Toutefois, il doit encore faire des recherches, car ses mouches sont pour l’instant nourries  par des déjections animales, ce qui les rend inconsommables pour l’être humain. L’autre challenge étant de réussir à convaincre le consommateur de goûter à ce type de nourriture, ce qui pour le moment n’inspire pas l’envie. Car, même si les consommateurs chinois semblent s’habituer aux vers de bambous, il n’en va pas de même pour les larves, qui restent une étape difficile à surmonter psychologiquement parlant.

Naissance de vocations…

Étant données les conditions économiques actuelles, tous les habitants n’ont pas les moyens d’acheter de la viande de bœuf. L’élevage de porc est également long et coûteux. Des vocations sont nées suite à la montée du cours des larves d’abeilles.
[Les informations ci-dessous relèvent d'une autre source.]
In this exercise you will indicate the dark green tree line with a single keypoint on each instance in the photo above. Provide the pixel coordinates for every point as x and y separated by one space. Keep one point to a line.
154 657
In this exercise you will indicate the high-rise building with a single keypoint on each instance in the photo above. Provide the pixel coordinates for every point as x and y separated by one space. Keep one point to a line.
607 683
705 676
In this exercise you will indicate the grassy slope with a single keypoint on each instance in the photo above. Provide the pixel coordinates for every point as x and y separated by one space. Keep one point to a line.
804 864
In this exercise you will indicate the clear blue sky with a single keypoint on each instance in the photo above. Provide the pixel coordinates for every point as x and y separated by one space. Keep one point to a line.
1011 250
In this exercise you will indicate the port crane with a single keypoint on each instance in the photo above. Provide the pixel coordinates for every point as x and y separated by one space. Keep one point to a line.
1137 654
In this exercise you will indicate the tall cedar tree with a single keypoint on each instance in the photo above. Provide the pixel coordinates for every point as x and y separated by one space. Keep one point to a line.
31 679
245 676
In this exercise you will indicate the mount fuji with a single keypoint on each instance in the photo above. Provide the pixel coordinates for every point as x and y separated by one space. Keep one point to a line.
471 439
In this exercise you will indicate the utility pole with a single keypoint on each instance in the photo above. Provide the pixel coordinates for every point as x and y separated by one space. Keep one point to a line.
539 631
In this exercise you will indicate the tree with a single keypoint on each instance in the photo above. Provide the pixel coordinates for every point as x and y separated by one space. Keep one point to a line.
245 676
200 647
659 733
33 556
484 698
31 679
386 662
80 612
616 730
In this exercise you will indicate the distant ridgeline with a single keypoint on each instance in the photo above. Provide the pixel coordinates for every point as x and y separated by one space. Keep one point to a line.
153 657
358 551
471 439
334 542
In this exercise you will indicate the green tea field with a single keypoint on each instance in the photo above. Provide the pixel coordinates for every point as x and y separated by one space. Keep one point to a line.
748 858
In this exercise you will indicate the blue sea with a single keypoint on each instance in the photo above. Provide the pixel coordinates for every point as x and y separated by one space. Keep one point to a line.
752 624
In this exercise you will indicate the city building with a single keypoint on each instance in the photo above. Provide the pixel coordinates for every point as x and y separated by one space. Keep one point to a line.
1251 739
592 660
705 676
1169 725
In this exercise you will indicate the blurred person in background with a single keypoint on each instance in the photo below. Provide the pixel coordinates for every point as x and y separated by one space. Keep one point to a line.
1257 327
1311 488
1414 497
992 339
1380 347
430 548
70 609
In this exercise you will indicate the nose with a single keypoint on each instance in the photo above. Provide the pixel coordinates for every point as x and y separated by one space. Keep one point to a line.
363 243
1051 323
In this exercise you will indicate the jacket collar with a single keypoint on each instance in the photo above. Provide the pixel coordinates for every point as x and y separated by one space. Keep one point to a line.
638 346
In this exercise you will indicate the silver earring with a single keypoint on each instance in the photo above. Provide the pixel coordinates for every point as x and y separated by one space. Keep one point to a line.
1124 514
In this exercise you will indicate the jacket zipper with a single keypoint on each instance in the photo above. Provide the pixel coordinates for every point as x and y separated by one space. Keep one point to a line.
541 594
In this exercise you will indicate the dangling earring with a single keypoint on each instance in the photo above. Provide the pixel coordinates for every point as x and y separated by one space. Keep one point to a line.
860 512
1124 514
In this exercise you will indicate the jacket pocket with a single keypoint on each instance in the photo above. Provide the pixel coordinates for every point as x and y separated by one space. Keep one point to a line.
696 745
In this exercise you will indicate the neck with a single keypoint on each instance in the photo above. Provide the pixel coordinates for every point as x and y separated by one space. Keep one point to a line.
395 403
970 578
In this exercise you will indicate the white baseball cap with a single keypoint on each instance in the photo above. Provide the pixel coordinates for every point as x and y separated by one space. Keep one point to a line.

Ainsi, depuis quelques années des habitants vivant dans les plaines se mettent à la culture d’insectes comestibles.

Même si Jinsui trouve positif le fait que certains habitants aident à la perpétuation des coutumes, il est d’avis qu’il est temps pour la Chine d’envisager une l’élevage d’insectes comestibles à l’échelle industrielle. Si la consommation d’insectes tendait à devenir banale , Li Jinsui pense pouvoir se positionner en tant que leader mondial. En effet, malgré une concurrence installée à 2000 kilomètres de là, Jinsui ne s’inquiète pas. Pour lui, ils seraient dans l’incapacité de produire à une grande échelle si un important marché apparaissait. Leur production ne dépassant pas les 50 à 100kg par jour.